This article appeared online at TheNewAmerican.com on Friday, May 1, 2020:
During a press conference on Thursday, President Trump was asked, in light of additional revelations over the FBI’s efforts to entrap former National Security Advisor Lieutenant General Michael Flynn, whether he might bring Flynn back into his administration. Said Trump, “Well, it looks like Michael Flynn would be exonerated based on everything I see. I’m not the judge, but I have a different type of power [the power to pardon] but I don’t know that [I] would have to use that power. I think he’s exonerated.
Trump continued, “I think he’s a fine man. I think it’s terrible what they did to him. I would certainly consider [bringing him back] — yeah, I would. I think he is a fine man. I think he has got a great family.”
Fox News revealed the sum and substance of the new revelations that followed Flynn’s attorney’s efforts to bring them into public light: FBI director James Comey, working with his Deputy Director Andrew McCabe, decided to “target” Flynn by interviewing him under false pretenses, hoping to get him to incriminate himself under a 1799 law. McCabe ordered FBI’s head of counter-intelligence Bill Priestap to get Flynn “to admit to breaking the Logan act.” In seeking clarification, Priestap, in a personal handwritten memo, asked “What is our goal? Truth/Admission or to get him to lie, so we can prosecute him or get him fired?”
One of those present during that interview — which took place just four days after Trump’s inauguration in 2017 — was Peter Strzok. Strzok, following the meeting, altered the official report of that interview numerous times, with assistance from Lisa Page, according to documents that were released earlier this week.
When Bernie Kerik, former New York City Police Commissioner under then-Mayor Rudy Giuliani, reviewed the newly released documents, he told Newsmax that the two “intentionally went back and doctored the original [Form] 302. That’s because they were not looking for the truth. They were looking for a mechanism to trap Gen. Flynn, to prosecute him, to get him fired in order to go after the president. That was their motive; that was their agenda. It’s absolutely clear at this point that they were not looking for the truth.”
And not just the two low-level FBI agents, either. Said Kerik, “This was [ordered] at the highest levels of the FBI. At the most senior level of the FBI. They falsified records. They suppressed evidence.… They used and abused their authority to deprive Gen. Flynn of [his rights].”
Why?

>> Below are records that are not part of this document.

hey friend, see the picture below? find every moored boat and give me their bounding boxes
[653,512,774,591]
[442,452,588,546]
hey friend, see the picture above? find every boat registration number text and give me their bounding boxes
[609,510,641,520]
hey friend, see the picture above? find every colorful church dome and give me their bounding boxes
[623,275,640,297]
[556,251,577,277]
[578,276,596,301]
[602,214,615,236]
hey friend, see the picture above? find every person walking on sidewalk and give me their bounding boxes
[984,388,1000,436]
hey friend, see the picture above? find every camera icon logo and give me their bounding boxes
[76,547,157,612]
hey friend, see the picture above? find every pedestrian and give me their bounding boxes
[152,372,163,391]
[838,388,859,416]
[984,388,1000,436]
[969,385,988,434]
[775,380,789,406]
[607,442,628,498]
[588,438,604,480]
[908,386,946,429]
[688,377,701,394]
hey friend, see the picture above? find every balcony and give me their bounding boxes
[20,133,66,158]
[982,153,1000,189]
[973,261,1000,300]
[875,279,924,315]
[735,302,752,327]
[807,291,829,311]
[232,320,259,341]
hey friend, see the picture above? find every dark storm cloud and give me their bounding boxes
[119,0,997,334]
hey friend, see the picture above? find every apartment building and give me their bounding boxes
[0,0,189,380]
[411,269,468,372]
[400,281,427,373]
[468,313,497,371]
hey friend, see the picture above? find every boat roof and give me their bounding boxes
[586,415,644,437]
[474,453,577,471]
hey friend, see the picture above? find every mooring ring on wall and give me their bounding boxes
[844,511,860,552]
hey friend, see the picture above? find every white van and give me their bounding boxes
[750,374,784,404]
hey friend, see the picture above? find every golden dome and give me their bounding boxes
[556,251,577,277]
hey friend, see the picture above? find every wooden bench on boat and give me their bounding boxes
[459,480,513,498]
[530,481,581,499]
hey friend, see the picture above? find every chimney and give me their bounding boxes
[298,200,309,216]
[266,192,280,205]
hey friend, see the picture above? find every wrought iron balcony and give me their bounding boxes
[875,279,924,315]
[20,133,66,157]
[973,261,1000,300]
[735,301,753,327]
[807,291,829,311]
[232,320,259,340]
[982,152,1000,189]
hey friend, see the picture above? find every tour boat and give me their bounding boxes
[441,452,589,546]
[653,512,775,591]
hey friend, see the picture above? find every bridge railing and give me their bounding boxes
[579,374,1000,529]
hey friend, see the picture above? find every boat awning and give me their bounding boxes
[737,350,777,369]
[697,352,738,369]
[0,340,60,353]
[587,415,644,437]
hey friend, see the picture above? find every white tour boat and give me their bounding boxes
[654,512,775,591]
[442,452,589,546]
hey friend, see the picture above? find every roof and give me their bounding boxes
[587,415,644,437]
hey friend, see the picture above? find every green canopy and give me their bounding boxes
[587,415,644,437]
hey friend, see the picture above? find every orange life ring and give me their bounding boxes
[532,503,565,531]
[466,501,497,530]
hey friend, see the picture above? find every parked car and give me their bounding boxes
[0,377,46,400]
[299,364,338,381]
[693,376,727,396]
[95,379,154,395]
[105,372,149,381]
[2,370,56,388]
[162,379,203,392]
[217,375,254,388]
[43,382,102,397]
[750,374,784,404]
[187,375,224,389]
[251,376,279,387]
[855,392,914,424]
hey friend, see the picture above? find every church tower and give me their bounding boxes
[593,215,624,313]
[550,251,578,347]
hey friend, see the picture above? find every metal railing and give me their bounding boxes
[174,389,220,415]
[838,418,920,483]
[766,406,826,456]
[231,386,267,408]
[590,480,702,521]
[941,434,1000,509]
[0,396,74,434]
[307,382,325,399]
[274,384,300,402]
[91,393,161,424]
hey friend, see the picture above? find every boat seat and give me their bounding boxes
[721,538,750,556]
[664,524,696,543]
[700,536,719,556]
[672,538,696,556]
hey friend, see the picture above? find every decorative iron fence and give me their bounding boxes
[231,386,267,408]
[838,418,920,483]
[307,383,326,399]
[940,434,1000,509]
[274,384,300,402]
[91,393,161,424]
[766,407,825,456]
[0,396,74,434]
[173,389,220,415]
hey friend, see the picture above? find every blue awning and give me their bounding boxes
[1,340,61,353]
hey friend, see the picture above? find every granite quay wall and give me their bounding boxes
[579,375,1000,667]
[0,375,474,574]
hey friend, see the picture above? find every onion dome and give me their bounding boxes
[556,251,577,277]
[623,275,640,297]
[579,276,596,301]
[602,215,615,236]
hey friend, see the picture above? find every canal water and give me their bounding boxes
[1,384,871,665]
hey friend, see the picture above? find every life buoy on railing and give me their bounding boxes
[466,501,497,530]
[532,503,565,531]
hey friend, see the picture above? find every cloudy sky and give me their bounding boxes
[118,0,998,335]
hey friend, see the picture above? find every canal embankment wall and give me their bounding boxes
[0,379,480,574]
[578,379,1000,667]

Why did Strzok, on his own authority, keep the file open on Flynn when it was clear early on that Flynn was innocent of any complicity with the Russians during the 2016 president campaign? Why did he risk his career — and ultimately possibly his incarceration — just to “get” one of Trump’s people?
Representative Jim Jordan (R-Ohio), serving as Trump’s chief of staff, was interviewed on Fox & Friends on Thursday. Host Steve Doocy noted, “Somebody at the FBI and the Department of Justice was out to get Flynn.” The bureau, he said, was trying to “entrap him, have him tell a lie, charge him on that, prosecute him on that so that they could get rid of him and embarrass the Trump administration.”
To which Jordan responded, “Yes.”
But was it more than that? Did the people occupying the highest levels of the FBI and the DOJ just want to embarrass the president? Or did they see Flynn as not so much a “target” as an “obstacle” to their continued efforts to subvert the Trump administration and keep him from fulfilling his campaign promise to “drain the swamp”?
It is helpful to remember that former president Barack Obama fired Flynn in 2014 from his position as Defense Intelligence Agency chief and then personally warned incoming President Trump against rehiring him. He told Trump that he (Obama) was “not a fan” of Flynn.
Perhaps additional revelations that are promised to be released in the near future will shed more light on that. In the meantime, the president could do worse than to reinstate Flynn and order him to complete the job he was originally assigned to do.